| A big problem seems to be stability/error reporting and averaging of statistics. I've frequently had the following experience: - I can't push or something in general goes wrong with one of my repos (but not others). - Gitlab's status page is green - Other people are having issues on Twitter and tweeting @gitlabstatus about it but there is not general across-the-board outage This seems to indicate that Gitlab tolerates (and very often has) a reasonable amount of instability and error rates across its platform, but just takes the average of these as a baseline of performance: i.e. it's a very spikey graph with a reasonably high average line fit. This tweet supports this impression: https://twitter.com/gitlabstatus/status/1000001988183158785 "Errors should be down to normal" - the idea that there is an non-zero error rate that is openly described as "normal" is worrying. Not that I'd expect a constant zero error rate, but at least aiming for it should be a consideration. |
Services at this scale will have errors for all sorts of strange reasons, it doesn't mean the service is poorly engineered. In fact, if users don't notice these problems it usually means the service is resilient and robust when it encounters strange situations.

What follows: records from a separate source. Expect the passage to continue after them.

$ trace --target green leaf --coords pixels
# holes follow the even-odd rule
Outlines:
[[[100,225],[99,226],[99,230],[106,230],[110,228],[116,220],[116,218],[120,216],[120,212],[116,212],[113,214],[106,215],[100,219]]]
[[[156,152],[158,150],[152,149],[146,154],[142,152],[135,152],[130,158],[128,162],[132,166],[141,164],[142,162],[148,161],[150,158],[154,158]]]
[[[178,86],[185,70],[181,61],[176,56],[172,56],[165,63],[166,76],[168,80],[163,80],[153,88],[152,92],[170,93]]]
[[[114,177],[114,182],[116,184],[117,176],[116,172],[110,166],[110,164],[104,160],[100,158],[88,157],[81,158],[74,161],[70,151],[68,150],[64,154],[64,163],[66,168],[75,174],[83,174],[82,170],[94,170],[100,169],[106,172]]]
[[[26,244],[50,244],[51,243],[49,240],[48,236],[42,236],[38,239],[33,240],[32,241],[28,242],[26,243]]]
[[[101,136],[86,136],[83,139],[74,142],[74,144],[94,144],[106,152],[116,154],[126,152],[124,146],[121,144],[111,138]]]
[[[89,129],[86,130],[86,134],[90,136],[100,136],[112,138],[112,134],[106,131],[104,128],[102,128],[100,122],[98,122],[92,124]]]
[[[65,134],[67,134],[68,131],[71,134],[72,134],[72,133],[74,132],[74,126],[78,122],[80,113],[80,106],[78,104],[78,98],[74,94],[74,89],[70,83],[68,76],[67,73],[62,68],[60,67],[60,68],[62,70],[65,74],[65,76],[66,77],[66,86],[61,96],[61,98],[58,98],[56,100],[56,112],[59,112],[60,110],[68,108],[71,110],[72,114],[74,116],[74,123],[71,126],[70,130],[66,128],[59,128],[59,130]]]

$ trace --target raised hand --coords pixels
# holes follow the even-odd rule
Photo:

Consider a really simply example such as making a breaking API change to your service API. Now what happens when a user doesn't refresh their web browser and continues running javascript that doesn't work against new API. This can happen with smaller services but the odds of this happening are much higher when you are a global scale.
There are other strange problems that come with large services which means all components should be fault tolerant if possible.